Les datagrammes - Réseau
Les données circulent sur Internet sous forme de datagrammes (on parle aussi de paquets).
Les datagrammes sont des données encapsulées, c’est-à-dire des données auxquelles on a ajouté des en-têtes correspondant à des informations sur leur transport (telles que l’adresse IP de destination, …).
Les données contenues dans les datagrammes sont analysées (et éventuellement modifiées) par les routeurs permettant leur transit.
Voici ce à quoi ressemble un datagramme :
Voici la signification des différents champs :
• Version (4 bits) : il s’agit de la version du protocole IP que l’on utilise
(actuellement on utilise la version 4 IPv4) afin de vérifier la validité du datagramme.
Elle est codée sur 4 bits.
• Longueur d’en-tête, ou IHL pour Internet Header Length (4bits) :il s’agit du
nombre de mots de 32 bits constituant l’en-tête (nota : la valeur minimal est 5). Ce
champ est traité.
• Type de service (8 bits) :il indique la façon selon laquelle le datagramme doit être
traité.
• La longueur totale (16 bits) : Il indique la taille totale du datagramme en octets.
La taille de ce champ étant de 2 octets, la taille totale du datagramme ne peut
dépasser 65536 octets. Utilisé conjointement avec la taille de l’en-tête, ce champ
permet de déterminer où sont situées les données.
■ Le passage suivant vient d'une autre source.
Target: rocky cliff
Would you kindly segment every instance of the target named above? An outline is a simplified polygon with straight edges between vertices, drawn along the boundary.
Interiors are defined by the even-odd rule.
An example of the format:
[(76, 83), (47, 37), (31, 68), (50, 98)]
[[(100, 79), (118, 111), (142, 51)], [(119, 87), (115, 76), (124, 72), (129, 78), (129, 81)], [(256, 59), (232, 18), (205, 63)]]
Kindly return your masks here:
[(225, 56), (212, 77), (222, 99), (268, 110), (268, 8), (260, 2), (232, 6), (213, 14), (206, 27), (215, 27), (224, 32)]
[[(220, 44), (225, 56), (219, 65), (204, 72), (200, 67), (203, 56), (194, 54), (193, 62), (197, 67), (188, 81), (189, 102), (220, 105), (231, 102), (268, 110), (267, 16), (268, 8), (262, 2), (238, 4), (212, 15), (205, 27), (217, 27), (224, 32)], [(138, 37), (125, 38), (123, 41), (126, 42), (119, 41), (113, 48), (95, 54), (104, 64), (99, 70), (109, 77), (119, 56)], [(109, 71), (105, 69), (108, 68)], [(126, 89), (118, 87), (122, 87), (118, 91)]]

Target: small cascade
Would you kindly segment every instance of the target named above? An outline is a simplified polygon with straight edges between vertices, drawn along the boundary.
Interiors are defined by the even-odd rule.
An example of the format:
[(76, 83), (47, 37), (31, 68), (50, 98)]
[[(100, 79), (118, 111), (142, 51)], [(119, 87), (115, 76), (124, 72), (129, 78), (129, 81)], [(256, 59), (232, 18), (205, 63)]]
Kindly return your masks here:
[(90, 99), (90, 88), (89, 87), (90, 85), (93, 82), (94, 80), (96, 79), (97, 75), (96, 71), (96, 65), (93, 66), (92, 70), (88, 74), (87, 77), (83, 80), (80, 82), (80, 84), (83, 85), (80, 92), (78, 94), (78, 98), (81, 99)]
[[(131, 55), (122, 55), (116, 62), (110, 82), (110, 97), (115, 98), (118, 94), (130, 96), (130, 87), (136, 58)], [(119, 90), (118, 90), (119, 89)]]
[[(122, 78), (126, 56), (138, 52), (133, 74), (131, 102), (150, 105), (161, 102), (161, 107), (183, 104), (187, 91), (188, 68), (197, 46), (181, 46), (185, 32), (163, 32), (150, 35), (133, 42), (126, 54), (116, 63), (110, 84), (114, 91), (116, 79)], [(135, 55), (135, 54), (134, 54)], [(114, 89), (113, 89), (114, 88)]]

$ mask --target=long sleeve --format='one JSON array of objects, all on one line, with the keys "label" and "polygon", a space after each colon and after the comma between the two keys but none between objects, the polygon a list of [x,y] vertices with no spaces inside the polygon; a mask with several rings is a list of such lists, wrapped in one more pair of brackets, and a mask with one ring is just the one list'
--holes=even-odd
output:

• Identification, drapeaux (flags) et déplacement de fragment: sont des
champs qui permettent la fragmentation des datagrammes, ils seront expliqués plus
bas dans mon message.
• Durée de vie appelée aussi TTL, pour Time To Live (8 bits) : ce champ indique
le nombre maximal de routeurs à travers lesquels le datagramme peut passer. Ainsi
ce champ est décrémenté à chaque passage dans un routeur, lorsque celui-ci atteint
la valeur critique de 0, le routeur détruit le datagramme. Cela évite l’encombrement
du réseau par les datagrammes perdus.
• Protocole (8 Bits) : ce champ, en notation décimale, permet de savoir de quel
protocole est issu le datagramme:
° ICMP : 1
° IGMP : 2
° TCP : 6
° UDP : 17
• Somme de contrôle de l’en-tête, ou en anglais header checksum (16 bits) :
ce champ contient une valeur codée sur 16 bits qui permet de contrôler l’intégrité de
l’en-tête afin de déterminer si celui-ci n’a pas été altéré pendant la transmission. La
somme de contrôle est le complément à un de tous les mots de 16 bits de l’en-tête
(champ somme de contrôle exclu). Celle-ci est en fait telle que lorsque l’on fait la
somme des champs de l’en-tête (somme de contrôle incluse), on obtient un nombre
avec tous les bits positionnés a 1.
• Adresse IP source (32 bits) : Ce champ représente L’adresse IP de la machine
émettrice, il permet au dessinateur de répondre.
• Adresse IP destination (32 bits) : Adresse IP du destinataire du message.
Pour tenir de la fragmentation, chaque datagramme possède plusieurs champs permettant leur réassemblage :
• Champ déplacement de fragment (13 bits) : champ permettant de connaître la
position du début du fragment dans le datagramme initial. L’unité de mesure de ce
champ est de 8 octets (le premier fragment ayant une valeur de zéro).
• Champ identification (16 bits) : numéro attribué à chaque fragment afin de
permettre leur réassemblage.
• Champ longueur total (16 bits) : Il est recalculé pour chaque fragment.
• Champ drapeau (3 bits) : il est composé de trois bits :
• Le premier n’est pas utilisé.
• Le second (appelé DF Don’t Fragment): indique si le datagramme peut être
fragmenté ou non. Si jamais un datagramme a ce bit positionné à un et que le
routeur ne peut pas l’acheminer sans le fragmenter, alors le datagramme est
rejeté avec un message d’erreur.
• Le dernier (appelé MF : More Fragment, en français Fragments à suivre)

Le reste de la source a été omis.